Beware of bastard friends. As if the one in my last post wasn't enough, I've had to break up with another friend. This girl, Lola and I were friends for most of Uni. I met her on the same day I met my ex; the only serious relationship I had in Uni; which lasted 3 years. It was one of those club parties, and I had gone with another friend. I met the ex, Tony and we instantly kicked it off. That same night, Tony's friend had come to the party with Lola.
At the end of the night, Tony offered to drop me off [I didn't drive; as I went with my friend but she decided to leave the party early while I was having way too much fun with Tony]. His friend then asked if he could drop Lola off as well, since Lola lived just two streets from Tony. Obviously, they dropped me off first. And then he went to drop Lola. I kept calling that night to find out if he ever made it back in one piece, but he never answered until the next morning. He said he fell asleep.

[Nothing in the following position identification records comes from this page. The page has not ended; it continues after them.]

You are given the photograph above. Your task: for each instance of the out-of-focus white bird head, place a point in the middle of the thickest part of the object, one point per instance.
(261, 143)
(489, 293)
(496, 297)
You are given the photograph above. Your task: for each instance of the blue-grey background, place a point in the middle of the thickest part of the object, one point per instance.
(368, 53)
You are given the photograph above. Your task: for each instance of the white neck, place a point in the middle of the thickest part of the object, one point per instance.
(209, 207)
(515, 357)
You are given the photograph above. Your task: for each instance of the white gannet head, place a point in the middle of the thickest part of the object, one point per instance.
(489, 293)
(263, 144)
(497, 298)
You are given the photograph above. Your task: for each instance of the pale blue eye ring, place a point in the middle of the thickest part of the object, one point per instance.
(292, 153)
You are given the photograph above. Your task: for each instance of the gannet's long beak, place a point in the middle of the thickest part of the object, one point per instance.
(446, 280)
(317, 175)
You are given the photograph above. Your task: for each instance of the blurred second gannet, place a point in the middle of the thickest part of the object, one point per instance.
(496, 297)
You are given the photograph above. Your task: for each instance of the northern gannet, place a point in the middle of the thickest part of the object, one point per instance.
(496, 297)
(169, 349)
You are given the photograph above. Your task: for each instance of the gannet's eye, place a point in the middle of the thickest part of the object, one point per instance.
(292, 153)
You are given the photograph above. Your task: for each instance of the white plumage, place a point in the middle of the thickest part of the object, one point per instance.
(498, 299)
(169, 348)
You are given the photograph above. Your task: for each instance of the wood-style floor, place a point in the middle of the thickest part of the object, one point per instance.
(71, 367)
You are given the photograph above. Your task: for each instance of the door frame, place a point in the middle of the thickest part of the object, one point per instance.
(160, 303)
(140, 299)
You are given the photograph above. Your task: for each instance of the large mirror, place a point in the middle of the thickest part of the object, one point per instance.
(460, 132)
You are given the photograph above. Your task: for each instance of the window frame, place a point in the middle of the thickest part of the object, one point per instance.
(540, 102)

Tony and I eventually bloomed into a full, overly intimate relationship and I definitely felt like I was the luckiest girl in the world. But then, him and Lola used to talk a lot. I remember jokingly asking him why he was talking to much to his friend's babe just from dropping her at home one night. Then this Lola babe started sending him cryptic facebook messages. I didn't think too much of it. As he said, she's just one of those crazy girls.
One year into our relationship however, me and Lola's paths would cross again and we soon became buddies. Since then, we've been very good friends. She was even one of the names on my list of Bridesmaids, were I to ever have a regular wedding. I didn't. But you obviously already know why. My wedding took place in my parents' living room. Lol.
Now, Tony adds me on instagram these many years later and asks for my number, that we should catch up. I can't lie. He was the one great love of my life. And there's no excitement in my life these days, so I decided to catch up with him. That's how he started this whole story about wanting a fresh slate upon which to build a friendship. He now started coming clean about how he'd wronged me while we were dating and he confessed that he and Lola had apparently been having something for the entire duration of our relationship.
Imagine that? My advise sha, is to keep your lover and your friends very far apart. Yes, you trust your friends. But abeg, don't test them. Just keep them all far apart. I don't know how anyone would open their legs for their friend's man.
But then again, maybe I do. Story for another day.